What happens in the space between thoughts

Have you ever been startled by an audible but faint noise, or the unexpected movement of an inanimate object? What is going on in your consciousness when this occurs?

The studio is quiet this week, people are hushed and the phones generally aren't ringing. I was drawing, using the computer to copy ethereal digital circles of pale green, when the roll of yellow tracing paper sitting on my desk slowly unfurled in my peripheral vision. It made a tiny noise, a kind of scratchy wheezing as the edge of the trace was drawn across a piece of creased bond paper on my desk.

It happened in one of those fleeting micro-moments of sudden stillness, and due to the meditative nature of the drawing exercise I was immersed in this strangely drawn-out, tiny, sudden movement startled me.

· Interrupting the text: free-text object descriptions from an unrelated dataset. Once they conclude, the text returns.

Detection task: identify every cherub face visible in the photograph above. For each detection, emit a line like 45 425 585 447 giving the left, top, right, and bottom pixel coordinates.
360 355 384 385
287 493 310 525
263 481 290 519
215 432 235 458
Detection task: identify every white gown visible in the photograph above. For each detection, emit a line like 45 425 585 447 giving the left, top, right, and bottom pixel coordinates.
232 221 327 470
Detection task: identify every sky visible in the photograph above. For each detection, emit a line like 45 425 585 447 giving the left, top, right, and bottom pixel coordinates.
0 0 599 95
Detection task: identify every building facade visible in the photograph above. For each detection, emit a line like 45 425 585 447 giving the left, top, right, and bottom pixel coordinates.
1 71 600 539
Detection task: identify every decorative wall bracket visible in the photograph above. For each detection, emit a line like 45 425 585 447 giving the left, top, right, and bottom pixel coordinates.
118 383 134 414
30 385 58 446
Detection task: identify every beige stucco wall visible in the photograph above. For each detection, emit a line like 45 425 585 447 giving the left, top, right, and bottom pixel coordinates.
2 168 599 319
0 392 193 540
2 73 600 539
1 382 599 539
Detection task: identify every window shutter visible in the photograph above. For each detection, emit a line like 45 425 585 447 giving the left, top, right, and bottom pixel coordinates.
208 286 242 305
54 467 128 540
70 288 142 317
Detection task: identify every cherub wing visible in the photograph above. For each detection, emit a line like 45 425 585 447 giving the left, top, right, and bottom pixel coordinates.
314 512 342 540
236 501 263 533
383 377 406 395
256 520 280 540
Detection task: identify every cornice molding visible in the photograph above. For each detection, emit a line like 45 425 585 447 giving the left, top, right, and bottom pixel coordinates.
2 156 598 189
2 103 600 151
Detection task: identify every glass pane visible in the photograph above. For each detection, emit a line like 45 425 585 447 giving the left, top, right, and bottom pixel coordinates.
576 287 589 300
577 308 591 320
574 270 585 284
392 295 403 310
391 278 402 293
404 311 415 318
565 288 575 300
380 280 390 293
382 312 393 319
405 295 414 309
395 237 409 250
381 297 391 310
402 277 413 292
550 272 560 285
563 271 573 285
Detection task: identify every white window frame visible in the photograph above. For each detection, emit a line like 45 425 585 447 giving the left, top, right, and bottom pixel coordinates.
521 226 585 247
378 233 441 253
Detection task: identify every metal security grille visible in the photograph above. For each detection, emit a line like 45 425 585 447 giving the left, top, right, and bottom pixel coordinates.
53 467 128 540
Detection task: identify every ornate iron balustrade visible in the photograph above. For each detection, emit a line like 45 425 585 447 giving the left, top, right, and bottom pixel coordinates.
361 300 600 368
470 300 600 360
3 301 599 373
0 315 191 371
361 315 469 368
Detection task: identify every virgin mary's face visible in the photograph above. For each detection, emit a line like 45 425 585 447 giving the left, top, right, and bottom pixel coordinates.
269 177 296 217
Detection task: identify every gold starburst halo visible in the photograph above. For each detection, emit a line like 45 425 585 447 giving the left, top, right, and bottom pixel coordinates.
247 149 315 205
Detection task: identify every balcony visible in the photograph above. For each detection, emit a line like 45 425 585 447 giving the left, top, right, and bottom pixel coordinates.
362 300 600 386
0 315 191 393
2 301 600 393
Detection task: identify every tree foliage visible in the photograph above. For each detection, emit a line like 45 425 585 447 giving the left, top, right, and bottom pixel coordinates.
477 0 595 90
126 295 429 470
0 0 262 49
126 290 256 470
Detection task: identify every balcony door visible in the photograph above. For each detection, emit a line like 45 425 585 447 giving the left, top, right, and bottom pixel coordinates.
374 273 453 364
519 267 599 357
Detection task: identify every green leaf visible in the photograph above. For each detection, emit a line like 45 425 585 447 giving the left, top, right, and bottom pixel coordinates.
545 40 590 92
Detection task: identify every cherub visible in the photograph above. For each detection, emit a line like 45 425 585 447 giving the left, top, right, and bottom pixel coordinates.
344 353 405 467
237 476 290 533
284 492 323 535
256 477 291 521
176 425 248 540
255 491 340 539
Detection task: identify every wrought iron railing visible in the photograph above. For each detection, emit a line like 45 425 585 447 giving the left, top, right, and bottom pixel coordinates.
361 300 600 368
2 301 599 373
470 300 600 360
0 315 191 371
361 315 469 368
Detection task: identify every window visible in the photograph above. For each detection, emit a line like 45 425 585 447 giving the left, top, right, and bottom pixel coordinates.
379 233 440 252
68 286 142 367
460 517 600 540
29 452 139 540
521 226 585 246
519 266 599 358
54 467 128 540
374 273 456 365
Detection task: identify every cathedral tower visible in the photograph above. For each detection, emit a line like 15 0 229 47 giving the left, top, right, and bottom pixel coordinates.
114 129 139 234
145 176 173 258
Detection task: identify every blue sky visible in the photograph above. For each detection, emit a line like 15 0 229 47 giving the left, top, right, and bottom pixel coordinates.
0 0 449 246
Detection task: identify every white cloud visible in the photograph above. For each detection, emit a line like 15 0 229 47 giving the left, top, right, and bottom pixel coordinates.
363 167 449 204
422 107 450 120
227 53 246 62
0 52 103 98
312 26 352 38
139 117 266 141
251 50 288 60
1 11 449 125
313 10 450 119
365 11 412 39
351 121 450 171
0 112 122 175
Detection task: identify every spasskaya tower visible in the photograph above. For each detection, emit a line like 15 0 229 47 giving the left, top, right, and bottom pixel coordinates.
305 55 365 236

This was a personal moment, a tiny sliver of time of about three seconds, and yet I felt my perception suddenly shift as if the floor had dropped out beneath my feet.

Call me odd for saying so, but I like that sensation. It is the diametric opposite of being in control, and I only ever experience it when I am relaxed. I don't think the insignificance of the experience (for it is certainly insignificant) disqualifies it from consideration. It is a cliché to say that life is made up of such moments, but it remains true nonetheless: just hanging around and being is quite a rich experience, if we can tune our senses to its subtleties.

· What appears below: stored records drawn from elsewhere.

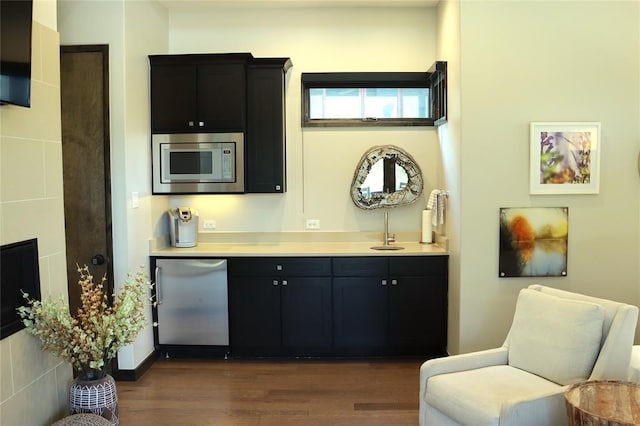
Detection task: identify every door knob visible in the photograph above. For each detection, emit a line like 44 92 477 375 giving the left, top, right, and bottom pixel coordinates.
91 254 106 266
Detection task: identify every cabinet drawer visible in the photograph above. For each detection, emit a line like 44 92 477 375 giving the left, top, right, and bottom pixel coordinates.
228 257 331 276
389 256 448 276
333 257 387 276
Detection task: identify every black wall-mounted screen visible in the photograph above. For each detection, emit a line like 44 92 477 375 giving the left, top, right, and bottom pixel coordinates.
0 0 33 108
1 238 41 339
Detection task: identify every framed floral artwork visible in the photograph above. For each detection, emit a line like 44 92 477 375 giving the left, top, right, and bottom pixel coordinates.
530 122 601 194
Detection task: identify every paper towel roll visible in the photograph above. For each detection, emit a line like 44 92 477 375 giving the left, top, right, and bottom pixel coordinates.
421 210 433 244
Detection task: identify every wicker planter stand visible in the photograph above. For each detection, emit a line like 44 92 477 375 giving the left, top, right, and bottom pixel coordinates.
69 374 118 425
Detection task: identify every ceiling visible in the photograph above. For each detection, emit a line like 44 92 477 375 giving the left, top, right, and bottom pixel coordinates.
157 0 439 8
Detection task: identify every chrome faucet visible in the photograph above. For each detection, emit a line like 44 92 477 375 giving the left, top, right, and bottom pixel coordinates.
370 210 404 250
383 210 395 246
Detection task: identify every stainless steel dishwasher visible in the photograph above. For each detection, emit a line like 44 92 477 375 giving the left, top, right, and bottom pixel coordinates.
155 258 229 346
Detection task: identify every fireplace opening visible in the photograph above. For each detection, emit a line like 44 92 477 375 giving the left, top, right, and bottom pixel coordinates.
1 238 41 339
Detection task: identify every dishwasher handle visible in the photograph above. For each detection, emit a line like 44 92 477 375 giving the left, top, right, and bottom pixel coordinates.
181 259 227 271
155 266 163 305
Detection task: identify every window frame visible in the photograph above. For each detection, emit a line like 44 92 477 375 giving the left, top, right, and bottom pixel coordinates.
301 61 446 128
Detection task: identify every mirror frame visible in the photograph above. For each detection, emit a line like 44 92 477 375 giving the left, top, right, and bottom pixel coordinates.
350 145 423 210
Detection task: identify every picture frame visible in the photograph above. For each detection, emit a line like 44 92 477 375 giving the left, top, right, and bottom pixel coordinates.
529 122 601 195
499 207 568 278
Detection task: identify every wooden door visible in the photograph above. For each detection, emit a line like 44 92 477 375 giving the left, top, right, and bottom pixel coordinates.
60 45 113 316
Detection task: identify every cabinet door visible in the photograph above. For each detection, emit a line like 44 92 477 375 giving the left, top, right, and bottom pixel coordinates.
197 64 246 132
246 66 286 192
281 277 332 353
388 275 447 355
333 277 388 353
389 256 448 356
229 276 281 355
150 64 198 132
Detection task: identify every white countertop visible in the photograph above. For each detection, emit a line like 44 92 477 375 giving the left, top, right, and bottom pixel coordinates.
150 231 448 257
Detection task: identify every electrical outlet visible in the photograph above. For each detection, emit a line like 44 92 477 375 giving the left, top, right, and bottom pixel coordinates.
203 220 216 230
305 219 320 230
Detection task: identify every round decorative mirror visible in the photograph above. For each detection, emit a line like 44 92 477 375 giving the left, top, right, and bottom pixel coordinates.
350 145 423 210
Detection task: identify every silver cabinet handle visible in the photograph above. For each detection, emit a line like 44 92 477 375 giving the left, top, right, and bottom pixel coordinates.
381 279 387 286
276 264 283 271
198 121 205 127
155 266 163 305
391 279 398 286
188 121 195 127
273 280 279 286
282 280 288 286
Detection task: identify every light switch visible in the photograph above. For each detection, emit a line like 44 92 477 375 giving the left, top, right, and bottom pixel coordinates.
131 192 139 209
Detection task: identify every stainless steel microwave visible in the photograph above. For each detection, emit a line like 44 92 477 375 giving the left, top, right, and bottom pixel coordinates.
152 133 244 194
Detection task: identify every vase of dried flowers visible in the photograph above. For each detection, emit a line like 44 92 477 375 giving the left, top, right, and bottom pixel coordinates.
70 373 118 424
18 264 153 425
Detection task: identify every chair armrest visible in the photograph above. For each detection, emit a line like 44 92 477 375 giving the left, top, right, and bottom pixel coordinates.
418 347 509 423
420 347 509 384
501 386 568 425
590 304 639 381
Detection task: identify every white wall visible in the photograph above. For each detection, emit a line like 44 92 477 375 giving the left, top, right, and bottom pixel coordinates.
162 6 440 235
0 1 72 423
456 0 640 352
57 0 169 370
435 0 461 355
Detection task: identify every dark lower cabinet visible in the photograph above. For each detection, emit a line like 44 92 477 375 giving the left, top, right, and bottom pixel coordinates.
228 257 332 356
388 275 447 355
281 277 332 352
388 256 448 356
333 277 388 353
228 276 281 353
229 255 447 358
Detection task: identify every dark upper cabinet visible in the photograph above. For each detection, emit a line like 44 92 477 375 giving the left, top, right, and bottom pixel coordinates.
246 59 291 193
149 54 250 133
149 53 291 193
196 64 246 132
150 64 198 132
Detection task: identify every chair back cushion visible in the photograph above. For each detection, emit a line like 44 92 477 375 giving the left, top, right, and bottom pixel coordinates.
529 284 622 346
508 289 604 385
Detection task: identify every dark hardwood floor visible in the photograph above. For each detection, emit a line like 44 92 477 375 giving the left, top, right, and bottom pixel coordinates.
116 359 422 425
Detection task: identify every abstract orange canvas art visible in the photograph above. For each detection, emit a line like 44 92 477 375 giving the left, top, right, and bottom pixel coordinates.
499 207 568 277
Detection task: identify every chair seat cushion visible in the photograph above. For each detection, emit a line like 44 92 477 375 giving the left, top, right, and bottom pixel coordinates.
508 289 604 385
424 365 561 425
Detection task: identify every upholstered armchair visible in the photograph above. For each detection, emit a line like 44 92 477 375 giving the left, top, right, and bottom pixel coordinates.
630 345 640 382
419 285 639 426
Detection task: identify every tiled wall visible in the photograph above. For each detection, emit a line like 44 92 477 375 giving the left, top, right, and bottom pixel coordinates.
0 21 72 425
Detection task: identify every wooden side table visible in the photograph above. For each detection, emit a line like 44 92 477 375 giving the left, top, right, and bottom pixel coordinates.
565 380 640 425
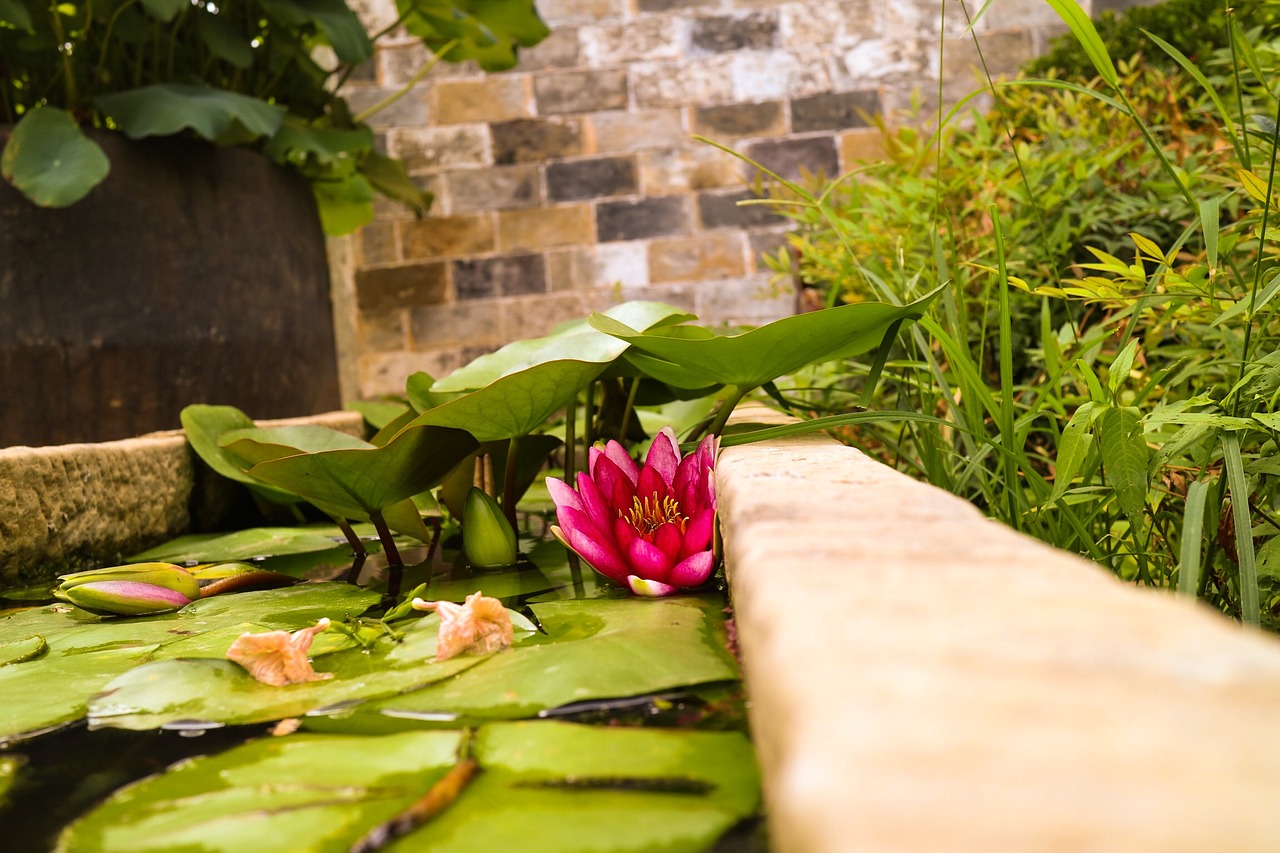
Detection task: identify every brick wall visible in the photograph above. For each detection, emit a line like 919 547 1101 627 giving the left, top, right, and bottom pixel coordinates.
334 0 1120 400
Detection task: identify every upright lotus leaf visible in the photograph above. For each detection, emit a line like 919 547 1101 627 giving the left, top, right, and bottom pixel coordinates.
60 723 758 853
345 399 412 432
95 84 286 144
1 107 110 207
0 584 379 744
409 360 610 443
588 286 944 391
222 424 473 542
260 0 373 63
432 301 696 393
180 405 298 506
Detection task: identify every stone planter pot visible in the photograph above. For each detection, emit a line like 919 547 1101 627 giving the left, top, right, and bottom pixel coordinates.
0 129 340 448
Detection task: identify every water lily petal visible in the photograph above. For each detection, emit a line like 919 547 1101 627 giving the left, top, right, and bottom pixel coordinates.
644 427 680 486
603 439 640 485
412 592 513 661
576 471 615 534
545 476 585 516
593 454 637 511
627 576 679 597
226 618 333 686
627 536 673 582
669 551 715 588
654 522 684 561
559 505 608 547
565 524 631 585
680 508 715 558
636 464 670 504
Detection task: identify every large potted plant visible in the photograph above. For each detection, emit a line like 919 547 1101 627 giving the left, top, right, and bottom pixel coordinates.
0 0 547 446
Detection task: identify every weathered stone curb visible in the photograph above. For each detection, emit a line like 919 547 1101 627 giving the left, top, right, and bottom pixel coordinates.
717 406 1280 851
0 411 364 584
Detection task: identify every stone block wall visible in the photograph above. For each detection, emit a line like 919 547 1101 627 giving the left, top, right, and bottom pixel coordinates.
334 0 1124 400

Of course, most of the time I, and I imagine you, are far too busy to smell such invisible roses. While we are on that topic, and speaking of clichés, have you ever stopped to smell the roses? It has become something of a superstition that I must do this whenever a rose presents itself. It’s true: I really do. This obsessive little habit has rules, though – cut roses do not invoke the reaction, and going to a rose-garden would also not satisfy the conditions of the act, as it would be far too obvious. However, if I am on site, or wandering out in the world, and I unexpectedly come across a rosebush, I almost always stop to smell it.

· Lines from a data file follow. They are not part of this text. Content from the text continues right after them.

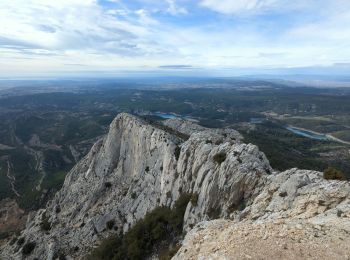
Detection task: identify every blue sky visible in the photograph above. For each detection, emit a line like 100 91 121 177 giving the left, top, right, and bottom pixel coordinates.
1 0 350 77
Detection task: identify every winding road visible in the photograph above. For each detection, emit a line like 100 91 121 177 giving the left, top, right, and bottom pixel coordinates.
6 159 20 197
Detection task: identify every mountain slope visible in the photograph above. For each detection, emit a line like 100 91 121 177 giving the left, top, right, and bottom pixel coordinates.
1 113 349 260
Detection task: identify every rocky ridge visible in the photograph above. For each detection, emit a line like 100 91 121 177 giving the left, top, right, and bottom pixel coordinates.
1 113 349 259
174 169 350 259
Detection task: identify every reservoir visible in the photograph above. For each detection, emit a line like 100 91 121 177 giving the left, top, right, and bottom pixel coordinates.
151 112 196 121
285 126 329 141
152 112 181 119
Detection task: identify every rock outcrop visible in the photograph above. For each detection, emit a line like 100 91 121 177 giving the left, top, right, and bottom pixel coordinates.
173 218 350 260
174 169 350 259
1 113 349 260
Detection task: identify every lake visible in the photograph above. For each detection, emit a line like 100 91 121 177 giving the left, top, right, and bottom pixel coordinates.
285 126 329 141
151 112 197 121
152 112 181 119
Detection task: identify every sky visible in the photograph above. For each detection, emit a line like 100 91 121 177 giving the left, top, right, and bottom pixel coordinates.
1 0 350 78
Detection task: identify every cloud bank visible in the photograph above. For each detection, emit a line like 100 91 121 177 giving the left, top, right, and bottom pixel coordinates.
0 0 349 76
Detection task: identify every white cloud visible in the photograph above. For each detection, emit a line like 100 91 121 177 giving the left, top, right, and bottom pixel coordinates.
0 0 349 76
199 0 279 15
0 0 188 75
166 0 188 15
135 9 159 25
198 0 334 15
287 9 350 42
0 0 165 57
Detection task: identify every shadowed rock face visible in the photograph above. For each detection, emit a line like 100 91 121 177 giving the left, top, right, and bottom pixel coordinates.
2 113 349 260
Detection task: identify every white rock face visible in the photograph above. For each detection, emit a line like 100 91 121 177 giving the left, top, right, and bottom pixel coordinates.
174 169 350 259
1 113 349 260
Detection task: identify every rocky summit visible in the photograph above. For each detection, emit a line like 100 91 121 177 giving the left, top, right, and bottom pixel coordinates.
1 113 349 260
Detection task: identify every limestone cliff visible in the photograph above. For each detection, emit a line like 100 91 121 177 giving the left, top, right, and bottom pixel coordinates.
1 113 349 260
174 169 350 259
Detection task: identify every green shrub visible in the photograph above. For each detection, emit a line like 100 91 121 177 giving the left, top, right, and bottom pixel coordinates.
104 182 112 188
92 236 123 259
122 189 128 196
87 193 191 260
40 212 51 231
228 197 246 213
174 146 181 160
279 191 288 197
213 152 226 164
22 241 36 255
131 192 137 199
323 167 347 180
17 237 25 246
190 193 199 206
145 166 150 172
159 244 181 260
106 219 115 230
55 205 61 214
207 206 221 219
53 252 67 260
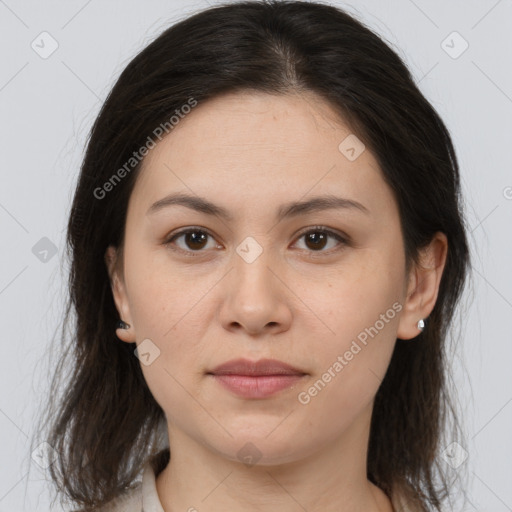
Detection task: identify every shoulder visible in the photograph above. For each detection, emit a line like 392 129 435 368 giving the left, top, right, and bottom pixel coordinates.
94 481 143 512
91 452 168 512
89 450 169 512
390 488 424 512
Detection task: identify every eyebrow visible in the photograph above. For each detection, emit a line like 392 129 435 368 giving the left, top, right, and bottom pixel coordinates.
146 192 370 221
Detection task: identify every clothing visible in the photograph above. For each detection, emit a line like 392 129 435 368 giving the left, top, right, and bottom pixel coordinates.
97 460 163 512
98 459 415 512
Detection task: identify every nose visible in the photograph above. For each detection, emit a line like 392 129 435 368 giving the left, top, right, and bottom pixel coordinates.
218 245 293 336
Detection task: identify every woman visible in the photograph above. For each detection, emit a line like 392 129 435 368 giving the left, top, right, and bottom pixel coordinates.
35 1 471 510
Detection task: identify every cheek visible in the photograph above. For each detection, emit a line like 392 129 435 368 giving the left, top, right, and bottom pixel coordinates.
296 313 398 432
305 256 403 339
136 314 204 422
301 252 403 394
139 359 198 430
124 246 187 333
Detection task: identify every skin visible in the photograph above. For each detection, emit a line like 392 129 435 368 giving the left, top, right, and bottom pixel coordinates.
105 90 447 512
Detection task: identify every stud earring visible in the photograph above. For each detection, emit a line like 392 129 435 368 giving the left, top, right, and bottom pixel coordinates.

I attribute this to the notion that much of my inner life is lived in language, and a phrase ‘stop and smell the roses’ is something of a provocation or challenge, as well as being a well-worn cliché. I experience a tiny moment of reflective pleasure when I am able to make physical and real a concept with a meaning so debased and diluted that it scarcely conjures the image of a real rose when said aloud. It is as if the act strips the phrase of its cliché, if only for a moment – and the words are recharged with descriptive power. Don’t you think that is fascinating? In a similar vein, there have been days when I have left a lunch appointment and said ‘back to the drawing board’, and meant it quite literally.

Like most of the things that fascinate me, I have no idea what this means. Yet still, I like it.